Claire Simeone, a veterinarian and seal expert at Ke Kai Ola Hawaiian Monk Seal Hospital in Kailua-Kona, Hawaii, says just as she was sitting down to enjoy her lunch, she began receiving a series of mysterious phone calls from the same number. 

Simeone says when the phone rang last week, she was expecting one of her staff-members on the other end of the line with a seal-related emergency or question. However, it wasn't a work-related call, in fact, so far as Simeone could tell, no one was on the other end of the line when she picked up the phone. 

Over the next 15 minutes, the phone rang at least nine times, each call completely silent, and all of which were coming from the same number. 

“The first thing I thought was that there was some kind of an emergency because I started getting call after call in really rapid succession,” she told the Washington Post.

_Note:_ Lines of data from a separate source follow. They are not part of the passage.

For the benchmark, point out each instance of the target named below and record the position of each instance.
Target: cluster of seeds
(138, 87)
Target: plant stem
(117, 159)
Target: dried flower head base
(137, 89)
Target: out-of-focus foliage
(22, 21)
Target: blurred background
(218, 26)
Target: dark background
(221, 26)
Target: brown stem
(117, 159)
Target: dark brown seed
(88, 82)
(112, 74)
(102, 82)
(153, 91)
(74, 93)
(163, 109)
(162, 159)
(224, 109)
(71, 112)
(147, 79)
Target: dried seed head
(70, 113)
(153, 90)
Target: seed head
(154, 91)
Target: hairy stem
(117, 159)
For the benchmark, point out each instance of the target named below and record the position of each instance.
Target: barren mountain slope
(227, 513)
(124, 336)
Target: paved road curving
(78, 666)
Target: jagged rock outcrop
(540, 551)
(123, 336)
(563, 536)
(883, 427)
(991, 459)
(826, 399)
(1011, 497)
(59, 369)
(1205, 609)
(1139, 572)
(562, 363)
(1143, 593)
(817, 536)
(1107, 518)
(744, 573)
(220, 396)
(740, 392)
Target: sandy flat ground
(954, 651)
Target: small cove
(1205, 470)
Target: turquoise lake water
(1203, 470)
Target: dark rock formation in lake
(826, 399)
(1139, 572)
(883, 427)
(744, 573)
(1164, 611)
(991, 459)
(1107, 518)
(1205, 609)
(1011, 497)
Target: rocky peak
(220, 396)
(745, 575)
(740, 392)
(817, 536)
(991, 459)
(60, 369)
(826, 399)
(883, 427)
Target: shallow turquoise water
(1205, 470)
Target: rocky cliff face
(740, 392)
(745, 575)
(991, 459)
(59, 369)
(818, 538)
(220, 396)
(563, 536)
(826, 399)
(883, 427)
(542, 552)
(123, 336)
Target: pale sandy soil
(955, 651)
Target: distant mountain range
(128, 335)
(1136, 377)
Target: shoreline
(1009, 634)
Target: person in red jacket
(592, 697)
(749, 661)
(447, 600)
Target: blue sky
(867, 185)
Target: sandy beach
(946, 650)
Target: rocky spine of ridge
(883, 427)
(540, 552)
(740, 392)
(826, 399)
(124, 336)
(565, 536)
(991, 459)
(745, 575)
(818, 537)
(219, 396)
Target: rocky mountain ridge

Simeone said she began to  grow worried there was some kind of emergency on the other end of the calls, and decided to investigate the source. 

When she began receiving the calls, she thought some kind of emergency had befallen one of the four endangered Hawaiian monk seals that are located there. She abandoned her lunch and raced back to the hospital to find out what was prompting the calls. 

Of course, after racing to the hospital fearing the worst, she was confused to see the rest of her staff relaxing and having their lunch on the patio. 

“I was like, ‘Guys, what’s up? What’s wrong?’ ” she asked her staff. She told them about the mysterious series of phone calls she had received from them and they told her, “‘Well, nobody’s inside.’”

That's when Simeone's phone rang once again, deepening the mystery. 

That's when other people began calling the hospital back, asking staff why they were being called "incessantly," Simeone wrote. 

That's when Simeone and her staff decided there must be something wrong with their phone system and decided to call in the experts from Hawaiian Telecom, their phone service provider. 

The company confirmed that the hospital was sending out a "bazillion calls" from one line inside the hospital, which led Simeone to believe they had a glitchy phone on their hands. 

After a brief search through the hospital and checking all the phones in the main office, Simeone moved to the laboratory where they discovered a tiny gecko was sitting on the phone's touchscreen, making calls with his "tiny, gecko feet." 

And while the Gecko may not have been able to sell any insurance, Simeone says she was happy to offer the gecko a job at the animal hospital. 

“Well he’s definitely not in telecommunications,” Simeone told the newspaper. “He is one of our guest experience specialists now.”